23-APR-19: Created to outline the specificaitons for SP 19 final projects
DAT-102 Final project specifications
Experientially acquire and/or magnify sample-based data inquiry skills including study design, implementation, sharing, and documentation
Formulate a compelling inquiry question about a unit of analysis of interest to you and one which can be studied safely and easily by CCAC students (such as a Vehicle, or Student, or Building. Design a unit sampling methodology and rationale. Implement your methodology, digitize the data, analyze the results, draw preliminary conclusions, and document your work thoroughly for future students.
motorcycleLibrary book example
Final project idea generation activity
We'll use library books as a sample final project to illustrate each step of the data project life cycle. Use this in-class activity to formulate a study of your choosing.
- Generate a classification tree for Library books: call numbers delimit sub-populations
- Create an inquiry question about sub-populations
- Create data gathering spreadsheet and prepare data dictionary
- Devise sampling method to randomly sample from the sub-population
- Gather sample data
- Perform Analysis
Final project requirements
The following are the base level requirements for the Spring 2019 final project in data 102. All of these specs are negotiable through discussion with the instructor. Customization and creative modification of all requirements in the spirit of experimentation and exploration is strongly encouraged.
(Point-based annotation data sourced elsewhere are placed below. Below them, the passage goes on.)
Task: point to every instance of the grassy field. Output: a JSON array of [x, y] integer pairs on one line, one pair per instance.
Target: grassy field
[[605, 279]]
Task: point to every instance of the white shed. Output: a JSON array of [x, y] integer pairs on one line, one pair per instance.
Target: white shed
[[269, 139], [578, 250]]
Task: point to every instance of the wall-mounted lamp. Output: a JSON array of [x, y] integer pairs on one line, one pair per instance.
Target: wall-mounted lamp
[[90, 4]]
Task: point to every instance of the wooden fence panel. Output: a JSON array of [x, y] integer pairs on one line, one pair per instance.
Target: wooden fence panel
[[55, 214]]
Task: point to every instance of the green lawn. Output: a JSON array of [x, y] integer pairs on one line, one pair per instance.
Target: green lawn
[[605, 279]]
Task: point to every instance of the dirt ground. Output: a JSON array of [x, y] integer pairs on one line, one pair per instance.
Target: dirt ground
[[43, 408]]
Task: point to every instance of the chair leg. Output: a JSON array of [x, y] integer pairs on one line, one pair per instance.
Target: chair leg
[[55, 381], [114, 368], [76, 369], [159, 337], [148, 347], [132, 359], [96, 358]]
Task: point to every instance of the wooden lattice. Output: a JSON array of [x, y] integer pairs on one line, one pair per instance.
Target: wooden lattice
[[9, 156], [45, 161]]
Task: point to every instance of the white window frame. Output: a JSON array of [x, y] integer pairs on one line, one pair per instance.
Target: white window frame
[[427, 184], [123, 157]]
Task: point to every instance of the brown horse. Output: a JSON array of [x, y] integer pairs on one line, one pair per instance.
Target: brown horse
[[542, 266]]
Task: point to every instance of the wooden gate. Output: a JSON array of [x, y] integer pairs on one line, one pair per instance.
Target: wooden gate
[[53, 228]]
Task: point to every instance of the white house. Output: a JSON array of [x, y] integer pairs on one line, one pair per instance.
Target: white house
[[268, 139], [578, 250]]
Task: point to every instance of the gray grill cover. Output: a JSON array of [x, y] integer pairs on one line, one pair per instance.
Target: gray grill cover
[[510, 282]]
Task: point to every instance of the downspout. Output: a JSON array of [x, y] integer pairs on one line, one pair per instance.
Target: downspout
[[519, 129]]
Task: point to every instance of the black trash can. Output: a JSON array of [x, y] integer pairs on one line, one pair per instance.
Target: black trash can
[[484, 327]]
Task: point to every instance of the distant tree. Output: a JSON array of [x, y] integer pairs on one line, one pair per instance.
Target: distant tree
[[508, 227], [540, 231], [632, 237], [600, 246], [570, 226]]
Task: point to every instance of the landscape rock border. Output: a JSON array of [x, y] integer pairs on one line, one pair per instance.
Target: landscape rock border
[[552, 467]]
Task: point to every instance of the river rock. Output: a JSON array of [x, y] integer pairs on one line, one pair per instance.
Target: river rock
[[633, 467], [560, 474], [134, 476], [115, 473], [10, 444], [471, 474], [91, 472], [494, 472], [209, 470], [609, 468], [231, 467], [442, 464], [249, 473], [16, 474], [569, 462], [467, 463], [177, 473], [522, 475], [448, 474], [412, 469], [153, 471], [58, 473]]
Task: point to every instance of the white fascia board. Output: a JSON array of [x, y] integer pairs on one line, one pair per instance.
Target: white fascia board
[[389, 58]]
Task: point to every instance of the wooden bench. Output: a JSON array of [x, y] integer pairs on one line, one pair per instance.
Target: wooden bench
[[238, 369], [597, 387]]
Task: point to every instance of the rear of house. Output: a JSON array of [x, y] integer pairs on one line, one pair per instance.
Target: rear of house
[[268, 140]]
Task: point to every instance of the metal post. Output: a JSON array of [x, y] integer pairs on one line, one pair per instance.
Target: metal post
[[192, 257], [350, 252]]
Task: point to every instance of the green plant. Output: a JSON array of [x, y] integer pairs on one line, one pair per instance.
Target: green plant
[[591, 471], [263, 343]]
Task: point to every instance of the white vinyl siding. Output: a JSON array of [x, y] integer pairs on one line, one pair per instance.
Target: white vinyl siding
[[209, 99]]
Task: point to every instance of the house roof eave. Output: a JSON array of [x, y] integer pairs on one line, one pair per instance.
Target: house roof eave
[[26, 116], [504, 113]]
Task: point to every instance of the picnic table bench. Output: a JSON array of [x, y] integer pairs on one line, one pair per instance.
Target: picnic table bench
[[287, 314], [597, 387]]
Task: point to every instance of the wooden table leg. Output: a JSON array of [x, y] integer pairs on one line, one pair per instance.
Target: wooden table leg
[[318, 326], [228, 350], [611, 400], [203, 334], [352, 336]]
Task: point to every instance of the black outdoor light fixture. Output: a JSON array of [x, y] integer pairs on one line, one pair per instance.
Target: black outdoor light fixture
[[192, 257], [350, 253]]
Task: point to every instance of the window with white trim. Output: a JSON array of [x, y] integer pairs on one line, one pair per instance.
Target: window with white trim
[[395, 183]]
- Define a single unit of analysis, such as a Book or a CCAC Student or Colleague, or Bicycle, or Road.
- Formulate a compelling inquiry question (or small set of questions) related to this identified unit of analysis and compose a brief (1 paragraph) rationale for how you arrived at this question. Consider your own background, interests, hobbies, career/job, values, and curiosities.
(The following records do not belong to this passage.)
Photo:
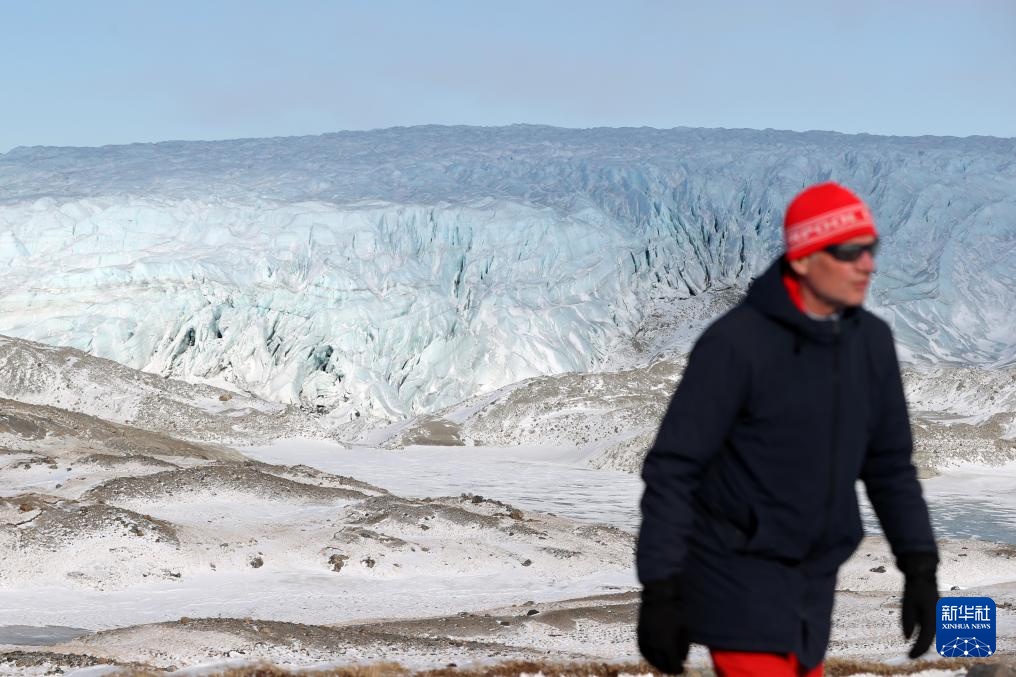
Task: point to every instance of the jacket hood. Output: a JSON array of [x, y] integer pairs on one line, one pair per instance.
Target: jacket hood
[[768, 295]]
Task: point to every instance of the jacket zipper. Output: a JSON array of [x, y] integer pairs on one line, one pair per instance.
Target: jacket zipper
[[834, 429]]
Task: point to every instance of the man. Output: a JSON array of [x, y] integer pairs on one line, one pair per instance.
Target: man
[[750, 506]]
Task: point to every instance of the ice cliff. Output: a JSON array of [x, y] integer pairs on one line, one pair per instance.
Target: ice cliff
[[395, 271]]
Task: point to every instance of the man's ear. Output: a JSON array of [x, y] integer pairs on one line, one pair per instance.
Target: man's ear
[[800, 265]]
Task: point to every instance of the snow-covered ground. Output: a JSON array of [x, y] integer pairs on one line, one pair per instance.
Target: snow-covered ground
[[387, 273], [464, 539], [419, 370]]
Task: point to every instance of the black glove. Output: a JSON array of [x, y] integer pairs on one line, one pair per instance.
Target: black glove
[[921, 597], [662, 635]]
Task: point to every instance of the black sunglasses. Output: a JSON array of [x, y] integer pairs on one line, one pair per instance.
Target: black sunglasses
[[851, 252]]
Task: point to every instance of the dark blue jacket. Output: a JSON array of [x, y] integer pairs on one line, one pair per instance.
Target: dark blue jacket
[[750, 485]]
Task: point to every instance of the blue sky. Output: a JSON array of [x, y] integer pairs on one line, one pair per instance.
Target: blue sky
[[90, 73]]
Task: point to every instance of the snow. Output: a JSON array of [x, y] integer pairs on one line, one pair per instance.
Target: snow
[[385, 273]]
- Generate a classification tree whose root is the complete population of all instances of your unit of analysis (e.g. all books cataloged by the Library of Congress) and whose sub-branches depict sub-populations of your unit of analysis (e.g. books with call numbers starting with CR (heraldry).
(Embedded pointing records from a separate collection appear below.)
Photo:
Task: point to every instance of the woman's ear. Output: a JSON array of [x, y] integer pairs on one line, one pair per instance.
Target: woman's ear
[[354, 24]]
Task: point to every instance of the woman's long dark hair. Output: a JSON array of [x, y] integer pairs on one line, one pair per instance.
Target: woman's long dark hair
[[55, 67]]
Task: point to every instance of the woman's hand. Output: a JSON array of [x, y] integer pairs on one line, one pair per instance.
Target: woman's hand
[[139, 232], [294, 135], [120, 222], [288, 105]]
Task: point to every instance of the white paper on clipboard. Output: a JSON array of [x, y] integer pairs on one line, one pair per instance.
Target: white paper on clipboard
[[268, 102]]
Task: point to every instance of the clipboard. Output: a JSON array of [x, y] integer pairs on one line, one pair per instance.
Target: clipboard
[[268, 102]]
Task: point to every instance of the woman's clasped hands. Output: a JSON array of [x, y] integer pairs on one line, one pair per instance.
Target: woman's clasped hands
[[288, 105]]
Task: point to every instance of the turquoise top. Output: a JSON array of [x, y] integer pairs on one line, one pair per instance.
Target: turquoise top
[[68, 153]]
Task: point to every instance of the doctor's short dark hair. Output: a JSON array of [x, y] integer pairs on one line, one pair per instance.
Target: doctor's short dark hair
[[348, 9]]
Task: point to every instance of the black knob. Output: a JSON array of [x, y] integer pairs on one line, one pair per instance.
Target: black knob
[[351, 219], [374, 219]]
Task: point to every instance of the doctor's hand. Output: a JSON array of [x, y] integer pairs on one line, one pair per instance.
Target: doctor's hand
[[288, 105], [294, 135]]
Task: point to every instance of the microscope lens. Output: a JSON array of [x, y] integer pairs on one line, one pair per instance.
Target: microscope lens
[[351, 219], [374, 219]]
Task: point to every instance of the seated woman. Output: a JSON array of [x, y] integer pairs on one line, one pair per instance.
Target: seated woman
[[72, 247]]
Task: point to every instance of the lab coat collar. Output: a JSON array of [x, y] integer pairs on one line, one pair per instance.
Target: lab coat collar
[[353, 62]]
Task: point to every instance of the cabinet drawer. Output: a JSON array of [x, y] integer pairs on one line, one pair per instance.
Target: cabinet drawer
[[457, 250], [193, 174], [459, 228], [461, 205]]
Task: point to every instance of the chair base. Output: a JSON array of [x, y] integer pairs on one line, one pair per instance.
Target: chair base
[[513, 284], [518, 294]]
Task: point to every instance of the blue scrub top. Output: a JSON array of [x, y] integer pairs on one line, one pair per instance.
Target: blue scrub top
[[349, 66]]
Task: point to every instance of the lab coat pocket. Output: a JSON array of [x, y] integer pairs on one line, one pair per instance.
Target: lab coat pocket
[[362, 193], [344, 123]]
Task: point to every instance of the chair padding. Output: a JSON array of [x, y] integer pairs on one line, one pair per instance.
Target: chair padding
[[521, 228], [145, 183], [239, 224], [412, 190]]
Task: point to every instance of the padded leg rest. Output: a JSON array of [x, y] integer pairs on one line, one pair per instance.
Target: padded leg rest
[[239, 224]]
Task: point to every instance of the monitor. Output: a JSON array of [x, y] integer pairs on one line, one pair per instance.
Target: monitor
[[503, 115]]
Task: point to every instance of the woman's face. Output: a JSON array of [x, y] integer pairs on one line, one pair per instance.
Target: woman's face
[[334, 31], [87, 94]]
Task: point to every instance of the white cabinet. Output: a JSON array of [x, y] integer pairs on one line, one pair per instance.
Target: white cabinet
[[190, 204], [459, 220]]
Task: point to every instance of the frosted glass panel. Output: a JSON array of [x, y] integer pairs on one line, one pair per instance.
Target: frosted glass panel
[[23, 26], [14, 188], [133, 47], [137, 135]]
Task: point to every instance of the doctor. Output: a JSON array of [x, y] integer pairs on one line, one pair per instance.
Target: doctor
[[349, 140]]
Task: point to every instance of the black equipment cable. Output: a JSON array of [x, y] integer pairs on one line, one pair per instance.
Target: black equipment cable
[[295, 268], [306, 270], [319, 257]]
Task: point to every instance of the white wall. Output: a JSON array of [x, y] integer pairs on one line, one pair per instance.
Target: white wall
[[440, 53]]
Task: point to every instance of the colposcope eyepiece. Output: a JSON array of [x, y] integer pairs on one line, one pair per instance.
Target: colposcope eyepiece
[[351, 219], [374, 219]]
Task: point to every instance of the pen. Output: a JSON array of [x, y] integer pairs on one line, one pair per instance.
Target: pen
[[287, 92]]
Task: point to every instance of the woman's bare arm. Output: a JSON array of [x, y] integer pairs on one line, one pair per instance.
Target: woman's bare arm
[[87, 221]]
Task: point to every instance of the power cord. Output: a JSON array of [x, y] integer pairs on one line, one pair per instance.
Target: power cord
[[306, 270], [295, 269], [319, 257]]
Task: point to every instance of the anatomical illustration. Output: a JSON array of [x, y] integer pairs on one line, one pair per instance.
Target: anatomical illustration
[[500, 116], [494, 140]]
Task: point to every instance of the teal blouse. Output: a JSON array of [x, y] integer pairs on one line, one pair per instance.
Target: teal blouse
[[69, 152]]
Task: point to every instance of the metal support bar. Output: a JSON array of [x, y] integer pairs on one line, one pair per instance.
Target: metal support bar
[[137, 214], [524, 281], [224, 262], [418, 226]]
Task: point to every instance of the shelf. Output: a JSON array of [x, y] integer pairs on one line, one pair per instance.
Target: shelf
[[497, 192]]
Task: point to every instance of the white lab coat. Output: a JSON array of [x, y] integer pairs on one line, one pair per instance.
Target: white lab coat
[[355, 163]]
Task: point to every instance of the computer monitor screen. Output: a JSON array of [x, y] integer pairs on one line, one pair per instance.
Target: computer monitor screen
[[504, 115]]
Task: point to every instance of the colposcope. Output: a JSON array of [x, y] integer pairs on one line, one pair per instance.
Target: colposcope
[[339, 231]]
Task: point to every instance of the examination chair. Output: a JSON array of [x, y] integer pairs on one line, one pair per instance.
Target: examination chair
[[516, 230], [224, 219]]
- Formulate your tree iteratively over several drafts. Include all drafts, no matter how rough, with your final project documentation.
- At the conclusion of your project, create a final copy of your classification tree digitally or neatly by hand (and scanned). draw.io is a google drive based tool that's excellent for making diagrams of all kinds.
- Include at least 5 sub-categories of your unit of analysis
Create data instruments and procedures
- Create a spreadsheet to serve as a data gathering tool. Each row should capture data about a single instance of your unit of analysis. 1 or more columns should be dedicated to each of your chosen variables.
- Add a data dictionary in a second tab in your spreadsheet from the previous requirement which includes the following:
- The name of each variable
- Data type (integer, text, date, count, etc.)
- Possible values or range of values, especially if coded (i.e. M = male, F=female, O=Other)
- Tips for accurate measurement
Carry out your study & make claims
- Carry out your study: gather your data, record that data digitally in your spreadsheet.
- Carry out basic descriptive statistics on each of your variables of interest: mean, median, mode, quartiles, standard deviation (if appropriate). Summarize the differences seen across sub-populations using these descriptive statistics.
- Generate compelling visualizations describing your results: box-and-whisker charts, neat hand-drawn figures, etc.
- If you feel comfortable with the concepts, apply basic statistics means testing (e.g. interpreting the p-value generated from a t-test) comparing measured values between two sub-populations. See chapter 3 on confidence intervals in our Lock 5 statistics textbook, and chapter 6 for Inferences on means and proportions.
- Extract data-backed claims that relate to your chosen inquiry question using your gathered data. A claim that suggests that not enough data was gathered, or that the data gathered is inclusive (or even worthless) is entirely appropriate.
Documentation and sharing
- Write a short letter to a future DAT-102 student who may wish to continue your study detailing the following:
- Your experience in gathering the data (did anything unexpected happen?)
- Likely sources of error or bias in your sample: defend your approach to randomly drawing from the sub-population of interest.
- Revisions you would suggest making to your own study now that you've carried it out once.